その後、イタリアでは、1630年から1633年にフィレンツェ市、1656年から1657年にナポリ、ローマ、ジェノバ周辺地域でブボニック・ペストが発生しました。
原因と伝播の経路
この流行は、現在ではペスト菌(Yersinia pestis)によるものであるとされ、主にノミを介してネズミなどの動物から人間へ伝播しました。軍隊や移動商人、河川や海上の交通が感染を広げる主因となり、とくに三十年戦争に伴う兵士や軍需物資の移動がウイルス(細菌)の拡散に拍車をかけました。都市間の交易路や港、旅籠(宿)が感染拡大のホットスポットとなりました。
症状と被害の実態
当時の記録では、典型的なブボニック型の症状として腋窩や鼠径などに現れる腫れたリンパ節(腫瘍=ブボス)、高熱、衰弱が多く報告されています。また、敗血症型や肺ペスト(肺炎性ペスト)へ進行する例もあり、特に肺ペストは人から人へ飛沫で直接うつるため都市部で致死率が極めて高くなりました。被害の規模は地域により差がありましたが、流行期の数年間で数十万人、イタリア北部だけで約28万人と推計されるほどの大規模な人口減をもたらしました。
行政の対応と防疫措置
各都市や領邦は当時可能な範囲で検疫(隔離)や通行止め、ラザレット(隔離病院)の設置、患者・疑似患者の隔離、死体の集団埋葬、交易や市場の一時閉鎖などの措置をとりました。職業的な「ペスト医師(プラーグドクター)」が登場し、疫学的な知識は限られていたものの、これらの実践が後の公衆衛生制度の基礎になりました。ただし、戦時中の混乱や行政資源の不足、軍隊の移動は封じ込めを困難にしました。
社会・経済・文化への影響
人口減少は労働力不足を引き起こし、賃金や土地利用の変化、農業生産や交易の停滞を通じて地域経済に深刻な影響を与えました。都市では家族や共同体の崩壊、貧困の増加、教会や慈善事業への負担増が生じました。また、記録や日記、絵画、演劇などの文化表現にも疫病体験が反映され、宗教的・道徳的な解釈や社会的なスケープゴートの発生など、長期的な社会変容を招きました。
歴史的評価
1629–1631年の流行は、ヨーロッパで繰り返された「第二のパンデミック(黒死病以降の大流行群)」の一部として位置づけられます。近代的な微生物学が発展するずっと前の出来事であるため、当時の対応は限界がありましたが、この経験は都市衛生や検疫制度の発展を促しました。学術的には、軍事・交易・人口移動と疫病の関係を示す重要な事例として研究されています。
参考となる点
- 流行の規模や死亡数の推計は史料により異なる点がある(数十万規模の死者と推定される)。

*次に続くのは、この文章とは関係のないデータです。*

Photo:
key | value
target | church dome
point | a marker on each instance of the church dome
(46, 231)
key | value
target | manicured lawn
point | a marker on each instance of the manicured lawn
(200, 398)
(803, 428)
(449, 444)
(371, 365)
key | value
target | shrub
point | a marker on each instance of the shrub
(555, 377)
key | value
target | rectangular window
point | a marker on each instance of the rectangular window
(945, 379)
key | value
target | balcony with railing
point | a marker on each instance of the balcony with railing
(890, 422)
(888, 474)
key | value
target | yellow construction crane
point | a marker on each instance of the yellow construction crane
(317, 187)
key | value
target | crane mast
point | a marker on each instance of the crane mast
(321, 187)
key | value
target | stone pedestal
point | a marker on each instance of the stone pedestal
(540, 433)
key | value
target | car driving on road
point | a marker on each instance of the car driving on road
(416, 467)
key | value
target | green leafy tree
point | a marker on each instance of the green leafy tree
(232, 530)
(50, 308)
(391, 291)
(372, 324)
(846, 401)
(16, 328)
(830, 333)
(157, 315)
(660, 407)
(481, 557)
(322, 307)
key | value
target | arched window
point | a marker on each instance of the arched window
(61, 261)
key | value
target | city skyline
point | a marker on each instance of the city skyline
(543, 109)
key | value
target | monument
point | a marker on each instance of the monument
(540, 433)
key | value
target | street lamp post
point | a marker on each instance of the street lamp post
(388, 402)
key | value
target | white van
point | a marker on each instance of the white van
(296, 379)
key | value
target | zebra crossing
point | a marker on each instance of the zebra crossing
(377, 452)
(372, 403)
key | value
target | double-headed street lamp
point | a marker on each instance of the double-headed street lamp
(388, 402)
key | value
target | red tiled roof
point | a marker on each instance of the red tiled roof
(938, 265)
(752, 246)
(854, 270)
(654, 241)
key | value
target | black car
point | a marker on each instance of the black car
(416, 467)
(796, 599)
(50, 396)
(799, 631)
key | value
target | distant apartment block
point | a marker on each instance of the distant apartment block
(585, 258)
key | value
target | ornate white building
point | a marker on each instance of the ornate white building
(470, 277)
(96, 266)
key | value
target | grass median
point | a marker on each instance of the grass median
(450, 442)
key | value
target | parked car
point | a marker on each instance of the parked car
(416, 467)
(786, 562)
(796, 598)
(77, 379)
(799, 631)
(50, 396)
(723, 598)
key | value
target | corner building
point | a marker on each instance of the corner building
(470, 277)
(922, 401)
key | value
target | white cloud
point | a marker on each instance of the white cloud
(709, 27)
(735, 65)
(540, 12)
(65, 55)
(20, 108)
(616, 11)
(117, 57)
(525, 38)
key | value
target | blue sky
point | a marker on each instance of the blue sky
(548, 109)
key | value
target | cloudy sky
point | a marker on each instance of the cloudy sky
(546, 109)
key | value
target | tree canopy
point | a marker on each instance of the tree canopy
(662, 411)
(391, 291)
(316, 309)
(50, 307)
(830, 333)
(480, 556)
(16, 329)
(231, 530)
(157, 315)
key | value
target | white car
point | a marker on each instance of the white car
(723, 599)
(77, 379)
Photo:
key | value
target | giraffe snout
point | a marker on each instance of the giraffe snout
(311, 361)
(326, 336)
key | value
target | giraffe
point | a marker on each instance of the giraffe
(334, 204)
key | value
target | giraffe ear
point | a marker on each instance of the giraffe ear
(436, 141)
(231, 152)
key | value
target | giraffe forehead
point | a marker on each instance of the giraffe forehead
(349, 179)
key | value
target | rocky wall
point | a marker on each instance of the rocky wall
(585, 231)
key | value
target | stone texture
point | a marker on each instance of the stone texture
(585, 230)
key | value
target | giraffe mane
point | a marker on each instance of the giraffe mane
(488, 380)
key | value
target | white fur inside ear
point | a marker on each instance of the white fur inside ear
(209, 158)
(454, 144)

- 伝播経路や感染形態の詳しいメカニズムは現代の疫学で明らかにされているが、当時は理解が十分でなかった。
- 後続の17世紀中頃以降も断続的に局地流行が発生しており、完全な終息は遅れていた。
質問と回答
Q:1629年から1631年にかけてのイタリアのペストとは何ですか?
A: 1629-1631年のイタリアのペストは、1629年から1631年にかけて北イタリアで多くの人がブボニックペストにかかった集団時代です。この伝染病は、しばしばミラノの大ペストと呼ばれ、約28万人が死亡しました。
Q: どのように広まったのですか?
A: 30年戦争(1618-1648)のため、1629年にドイツとフランスの兵士がペストをマントヴァの街に運びました。この病気に感染したベネチア軍は、北イタリアと中央イタリアに撤退し、さらに多くの人々に病気を広めた。1629年10月、ペストはロンバルディアの商業の中心地であるミラノに到達しました。
Q:ミラノでは何人が亡くなったのですか?
A:ミラノ市では、ミラノ市の人口の25%にあたる約64,000人が死亡しました。イタリアの全人口の12%から60%が死亡したことになります。
Q:この大流行の影響を受けた他の都市は?
A:ローマ法王庁のあるボローニャでは1万5千人の市民がペストにかかり、モデナやパルマといった近隣の小都市も大きな影響を受けました。また、この流行はオーストリア西部とイタリア北部に位置する高山地帯のチロルにも広がりました。
Q:その後、イタリアで大流行があったのですか?
A: はい、1630年から1633年にかけてフィレンツェで、1656年から1657年にかけてナポリ、ローマ、ジェノバで発生しました。
Q: この流行は、どのようなパンデミックから始まったのですか?
A: この大流行は、中世に始まった黒死病またはペストと呼ばれる大流行に端を発しています。